5. Measurement in unventilated holds

· Under normal conditions one measurement per day is sufficient as a precautionary measure. However, if carbon monoxide levels are higher than 30 ppm then the frequency shall be increased to at least twice a day at suitably spaced intervals. Any additional results shall be logged.

Procedures for gas monitoring of coal cargoes

6. Measurement in ventilated holds

· 1. If the presence of methane is such that the ventilators are required to remain open, then a different procedure shall be applied to enable the onset of any incipient self-heating to be detected.

· To obtain meaningful data the ventilators shall be closed for a period before the measurements are taken. This period may be chosen to suit the operational requirements of the vessel, but it is recommended that it is not less than four hours. It is vital in the interests of data interpretation that the shutdown time is constant whichever time period is selected. These measurements shall be taken on a daily basis.

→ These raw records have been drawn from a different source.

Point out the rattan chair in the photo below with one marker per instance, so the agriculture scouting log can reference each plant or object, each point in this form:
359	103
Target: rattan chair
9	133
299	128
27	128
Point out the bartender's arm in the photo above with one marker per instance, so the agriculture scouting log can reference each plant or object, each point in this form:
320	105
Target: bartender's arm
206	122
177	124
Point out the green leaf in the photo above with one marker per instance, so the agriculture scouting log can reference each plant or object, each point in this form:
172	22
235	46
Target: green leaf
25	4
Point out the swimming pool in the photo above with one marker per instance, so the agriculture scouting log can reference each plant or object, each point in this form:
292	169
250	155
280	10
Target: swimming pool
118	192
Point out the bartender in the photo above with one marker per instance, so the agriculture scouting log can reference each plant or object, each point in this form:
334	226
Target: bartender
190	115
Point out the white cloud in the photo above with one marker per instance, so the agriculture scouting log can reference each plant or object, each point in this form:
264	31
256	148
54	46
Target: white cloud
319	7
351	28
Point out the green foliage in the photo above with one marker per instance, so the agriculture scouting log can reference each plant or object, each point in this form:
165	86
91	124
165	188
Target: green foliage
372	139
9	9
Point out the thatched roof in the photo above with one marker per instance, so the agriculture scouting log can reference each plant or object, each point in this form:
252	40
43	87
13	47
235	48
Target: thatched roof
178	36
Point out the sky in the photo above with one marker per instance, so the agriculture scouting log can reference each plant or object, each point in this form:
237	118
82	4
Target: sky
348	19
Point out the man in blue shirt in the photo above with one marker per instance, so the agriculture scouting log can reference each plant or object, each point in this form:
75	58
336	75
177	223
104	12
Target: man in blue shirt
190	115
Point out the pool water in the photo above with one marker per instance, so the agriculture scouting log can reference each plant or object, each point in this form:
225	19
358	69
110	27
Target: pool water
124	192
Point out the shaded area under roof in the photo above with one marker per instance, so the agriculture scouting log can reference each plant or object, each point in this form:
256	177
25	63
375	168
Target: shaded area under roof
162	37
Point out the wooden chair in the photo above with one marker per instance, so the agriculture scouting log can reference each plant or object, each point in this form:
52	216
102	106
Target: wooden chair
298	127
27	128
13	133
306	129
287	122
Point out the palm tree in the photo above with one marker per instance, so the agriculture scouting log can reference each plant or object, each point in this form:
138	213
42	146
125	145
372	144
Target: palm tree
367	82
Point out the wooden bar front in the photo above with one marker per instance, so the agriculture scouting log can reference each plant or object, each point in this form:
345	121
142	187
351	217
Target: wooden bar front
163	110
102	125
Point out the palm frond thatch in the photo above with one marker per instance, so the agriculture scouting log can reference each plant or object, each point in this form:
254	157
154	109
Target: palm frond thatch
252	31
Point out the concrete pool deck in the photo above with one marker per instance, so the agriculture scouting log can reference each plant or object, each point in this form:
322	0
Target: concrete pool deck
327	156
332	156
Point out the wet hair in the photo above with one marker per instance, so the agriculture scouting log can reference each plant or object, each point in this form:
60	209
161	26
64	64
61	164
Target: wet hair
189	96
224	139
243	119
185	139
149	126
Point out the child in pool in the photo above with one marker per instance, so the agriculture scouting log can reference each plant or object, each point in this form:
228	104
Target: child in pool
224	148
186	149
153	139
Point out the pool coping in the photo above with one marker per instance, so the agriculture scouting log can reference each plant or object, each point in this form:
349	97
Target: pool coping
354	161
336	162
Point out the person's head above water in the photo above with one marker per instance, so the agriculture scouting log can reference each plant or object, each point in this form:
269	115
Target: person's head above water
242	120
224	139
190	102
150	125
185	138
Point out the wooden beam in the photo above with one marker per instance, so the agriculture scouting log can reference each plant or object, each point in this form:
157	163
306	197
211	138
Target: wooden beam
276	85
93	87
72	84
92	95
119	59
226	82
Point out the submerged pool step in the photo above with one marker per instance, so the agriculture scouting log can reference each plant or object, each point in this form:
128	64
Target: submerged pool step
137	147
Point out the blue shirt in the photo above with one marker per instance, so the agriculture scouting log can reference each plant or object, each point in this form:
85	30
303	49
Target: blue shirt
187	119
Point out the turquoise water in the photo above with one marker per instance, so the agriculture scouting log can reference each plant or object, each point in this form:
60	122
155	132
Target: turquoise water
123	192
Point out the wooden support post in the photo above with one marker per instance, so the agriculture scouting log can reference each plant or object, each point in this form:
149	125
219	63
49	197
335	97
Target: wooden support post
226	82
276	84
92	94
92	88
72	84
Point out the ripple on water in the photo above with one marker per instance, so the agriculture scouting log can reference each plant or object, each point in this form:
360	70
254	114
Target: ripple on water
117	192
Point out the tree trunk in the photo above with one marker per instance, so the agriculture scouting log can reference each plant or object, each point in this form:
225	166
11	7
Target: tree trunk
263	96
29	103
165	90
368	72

Firefighting in coal ships

Bulk coal fires generally caused by methane gas being released from the cargo.

1. The use of CO2 or inert gas, if available, should be withheld until fire is apparent.

2. Coal fire are known to be very hot and water use with its good knockdown cooling capability would seem the obvious choice of firefighting medium. However, water should not be used as this will turn to steam on contact with the hot surface. This steam will in turn pressurise the hold and could cause the hatch tops or the ships sides to be blown out.

3. A suggested resolution is to keep the cargo hatch battened down, all ventilation to the compartment sealed and commence boundary cooling, so starving the fire of oxygen.

4. Seek expert advice and consider heading for the nearest suitable port of refuge where the hatches can be opened. Water can then be used to extinguish the fire and the steam can be escaped to the atmosphere. The fire brigade ashore could be utilised.

5. Cranes with grabs could dig out the fire within the bulk cargo.

6. Flooding the hold may also be a suitable option, provided the stability and stresses of the vessel allows this.